Many, Many Temples
Today we saw temples. Angkor Wat, Bayon, Baphoun, Phimeanakas, Ta Prohm, Phnom Bakheng, etc etc etc. Many many temples. Our day started at 5:00 with a sunrise view of Angkor Wat, then breakfast back at the hotel, then a long morning of climbing all over giant temples, then lunch, then some more temples, back to Angkor Wat for a more detailed visit, then a climb to another hidden temple, and the back to the room by 3:30. We were sweaty and exhausted by the end of our day, and we looked rather like drowned rats when we arrived back at the hotel. And the three of us did it rather in comfort, in an air-conditioned car with a driver and a guide and all the cold water we could drink.
Our guide was quite a historian and was able to tell us lots of interesting things. The temples are a mix between Hindu and Buddhist, with intricate artwork detailing the great Indian epics, Buddhist icons and symbols, and Khmer history. Probably my (TP’s) favorite part was a great big relief at Bayon depicting a war between the Khmers and the Chams. You could identify the Chams (Muslims, related to Malays) because they had helmets on and were losing. You could identify the Khmers because they had long earlobes (long earlobes are thought to symbolize long life). You could also identify the Chinese, fighting along with the Khmers as allies, because they had beards. At any rate, we learned way too much. Learn about the Angkor temple complex on wikipedia.

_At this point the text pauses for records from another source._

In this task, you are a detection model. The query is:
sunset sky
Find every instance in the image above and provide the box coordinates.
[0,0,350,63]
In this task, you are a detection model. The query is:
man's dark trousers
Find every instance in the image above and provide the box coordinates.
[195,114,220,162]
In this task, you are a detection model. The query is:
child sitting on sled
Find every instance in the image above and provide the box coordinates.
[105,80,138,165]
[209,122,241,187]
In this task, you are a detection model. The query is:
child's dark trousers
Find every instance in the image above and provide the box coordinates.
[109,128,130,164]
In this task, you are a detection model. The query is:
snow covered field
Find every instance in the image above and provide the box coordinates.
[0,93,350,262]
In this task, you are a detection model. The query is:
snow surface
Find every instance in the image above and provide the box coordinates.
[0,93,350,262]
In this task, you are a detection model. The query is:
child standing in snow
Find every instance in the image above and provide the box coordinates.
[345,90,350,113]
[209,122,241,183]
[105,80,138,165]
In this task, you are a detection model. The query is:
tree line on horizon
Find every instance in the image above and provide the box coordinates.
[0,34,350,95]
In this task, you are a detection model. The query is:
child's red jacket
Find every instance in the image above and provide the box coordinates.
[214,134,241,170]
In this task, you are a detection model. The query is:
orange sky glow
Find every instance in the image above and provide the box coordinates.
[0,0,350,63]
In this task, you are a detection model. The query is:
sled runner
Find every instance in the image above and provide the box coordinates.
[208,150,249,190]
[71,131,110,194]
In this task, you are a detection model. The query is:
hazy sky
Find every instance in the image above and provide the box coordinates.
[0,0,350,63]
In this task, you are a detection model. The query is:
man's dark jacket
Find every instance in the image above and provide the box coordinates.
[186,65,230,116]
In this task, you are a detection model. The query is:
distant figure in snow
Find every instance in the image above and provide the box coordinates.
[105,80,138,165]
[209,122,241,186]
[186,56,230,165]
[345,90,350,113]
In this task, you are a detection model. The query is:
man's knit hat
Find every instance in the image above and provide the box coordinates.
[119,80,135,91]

Our guide also gave us quite the rundown on recent Cambodian history. What a terrible set of stories. He was born in 1977, so his was the generation who were taken from their mothers at the age of one month because their mothers were needed in the fields. Even after the Vietnamese drove the Khmer Rouge back into the jungles, the country didn’t enjoy any peace; there was still bitter fighting until 1998. He described the days of hiding in Angkor Wat from the armies fighting in the area. The tourism industry in Siem Reap has blossomed between 1998 and today, but civil war has left Cambodia a legacy of stunning poverty and lack of nearly any infrastructure aside from hotels and restaurants for tourists.
Our agenda for tomorrow is still unclear, but we are greatly enjoying our time here so far.